A street gospel preacher may be arrested for speaking ‘hate crime’ if someone chooses to be offended (God only had one Son, and he made him a gospel preacher; Mark 1:38). There is clearly an undercurrent of latent hostility to Christianity in this country, shown in many subtle ways. Where will it lead?
I am not trying to suggest a league table of atrocities – all are vile. But, world-wide and on a purely numerical basis, the atrocities inflicted on Christians – violence, eviction, abduction, captivity, rape, imprisonment, murder – far exceed crimes committed against any other group because of their religious faith.
I am convinced that, although there may be other factors involved, anti-Semitism and anti-Christian hostility are primarily from the same manger – literally. Christ was a Jew, fully immersed in the historic Jewish scriptures.
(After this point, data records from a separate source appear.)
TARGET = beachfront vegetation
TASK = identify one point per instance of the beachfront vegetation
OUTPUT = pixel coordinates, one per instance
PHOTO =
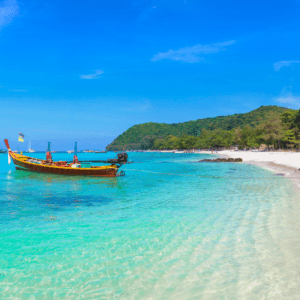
(274, 126)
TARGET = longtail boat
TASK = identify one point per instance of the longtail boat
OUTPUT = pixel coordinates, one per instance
(74, 167)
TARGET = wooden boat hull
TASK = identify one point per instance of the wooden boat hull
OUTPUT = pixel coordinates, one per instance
(21, 163)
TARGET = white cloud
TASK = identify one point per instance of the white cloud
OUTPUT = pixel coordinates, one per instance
(192, 54)
(95, 75)
(284, 63)
(291, 101)
(8, 10)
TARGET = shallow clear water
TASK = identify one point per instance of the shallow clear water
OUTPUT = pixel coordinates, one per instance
(170, 229)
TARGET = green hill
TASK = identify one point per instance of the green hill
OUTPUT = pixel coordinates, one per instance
(142, 136)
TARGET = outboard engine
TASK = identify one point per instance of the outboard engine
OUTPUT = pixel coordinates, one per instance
(121, 159)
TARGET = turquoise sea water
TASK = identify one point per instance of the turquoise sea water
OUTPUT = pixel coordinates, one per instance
(171, 228)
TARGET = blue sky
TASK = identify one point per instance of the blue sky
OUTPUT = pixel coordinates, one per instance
(86, 71)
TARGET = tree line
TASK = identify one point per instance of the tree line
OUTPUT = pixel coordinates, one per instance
(277, 131)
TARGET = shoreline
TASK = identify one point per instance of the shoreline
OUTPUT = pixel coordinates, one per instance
(283, 163)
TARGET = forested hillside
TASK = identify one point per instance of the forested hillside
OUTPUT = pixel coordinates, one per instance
(148, 135)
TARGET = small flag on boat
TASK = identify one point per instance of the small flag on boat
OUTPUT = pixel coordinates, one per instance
(21, 137)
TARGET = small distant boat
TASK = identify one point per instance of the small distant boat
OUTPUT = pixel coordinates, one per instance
(74, 167)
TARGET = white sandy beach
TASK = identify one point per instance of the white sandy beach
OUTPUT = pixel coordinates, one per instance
(286, 163)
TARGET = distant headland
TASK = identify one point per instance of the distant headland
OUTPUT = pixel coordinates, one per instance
(273, 126)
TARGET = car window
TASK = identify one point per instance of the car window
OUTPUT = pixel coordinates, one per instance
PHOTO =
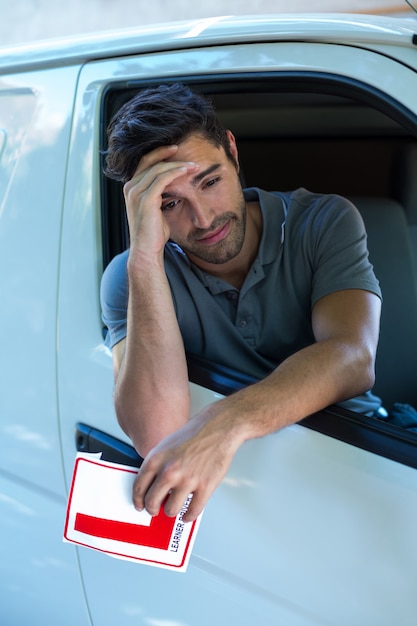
(329, 135)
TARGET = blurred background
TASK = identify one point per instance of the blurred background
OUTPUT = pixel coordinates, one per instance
(23, 21)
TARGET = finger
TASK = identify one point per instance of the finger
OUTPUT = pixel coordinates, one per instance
(157, 178)
(196, 506)
(175, 501)
(155, 156)
(141, 485)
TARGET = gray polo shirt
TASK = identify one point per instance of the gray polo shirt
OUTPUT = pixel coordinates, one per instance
(311, 245)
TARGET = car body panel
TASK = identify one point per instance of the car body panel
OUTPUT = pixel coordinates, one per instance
(35, 113)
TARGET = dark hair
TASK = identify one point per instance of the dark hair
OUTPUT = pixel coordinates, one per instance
(159, 116)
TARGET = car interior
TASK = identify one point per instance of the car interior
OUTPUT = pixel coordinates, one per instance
(329, 135)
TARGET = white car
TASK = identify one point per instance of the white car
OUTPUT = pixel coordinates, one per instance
(315, 525)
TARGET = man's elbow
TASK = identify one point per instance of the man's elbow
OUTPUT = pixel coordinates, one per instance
(365, 370)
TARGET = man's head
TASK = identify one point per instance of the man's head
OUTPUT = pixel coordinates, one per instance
(160, 116)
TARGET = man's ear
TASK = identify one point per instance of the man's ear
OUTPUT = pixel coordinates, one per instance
(233, 148)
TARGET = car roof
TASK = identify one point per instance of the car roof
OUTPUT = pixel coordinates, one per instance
(341, 28)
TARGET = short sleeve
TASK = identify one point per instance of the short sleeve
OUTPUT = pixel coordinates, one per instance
(339, 250)
(114, 298)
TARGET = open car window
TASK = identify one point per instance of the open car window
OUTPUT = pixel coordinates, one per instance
(330, 135)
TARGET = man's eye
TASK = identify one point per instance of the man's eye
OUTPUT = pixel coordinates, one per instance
(169, 205)
(212, 181)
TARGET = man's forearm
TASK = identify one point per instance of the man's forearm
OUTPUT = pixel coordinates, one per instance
(151, 393)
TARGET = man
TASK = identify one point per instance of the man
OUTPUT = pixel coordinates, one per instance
(276, 285)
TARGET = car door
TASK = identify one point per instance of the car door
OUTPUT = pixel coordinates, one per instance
(306, 528)
(39, 576)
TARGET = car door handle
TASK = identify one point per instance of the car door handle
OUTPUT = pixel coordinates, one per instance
(90, 439)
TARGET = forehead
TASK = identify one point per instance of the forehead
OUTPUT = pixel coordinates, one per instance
(197, 149)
In spite of the tinsel-clad nativity scenes ‘in the bleak mid-winter’, with shepherds with tea-towels on their heads, and three kings from the orient (they weren’t kings, but astrologers/astronomers, and all we know is that there were more than one), the baby grew into a man who was ‘despised and rejected’.
In the traditional Service of Nine Lessons and Carols, the last lesson is from John 1:10-14. ‘He was in the world, and though the world was made by him, the world did not recognise him. He came to that which was his own, but his own did not receive him.’
We now live in a world which has rejected Christ, who told his disciples: ‘If the world hates you, keep in mind that it hated me first’ (John 15:18).
I am convinced that this is the real ‘oldest hatred’, as demonstrated throughout the world today, whether it be anti-Semitic or anti-Christian.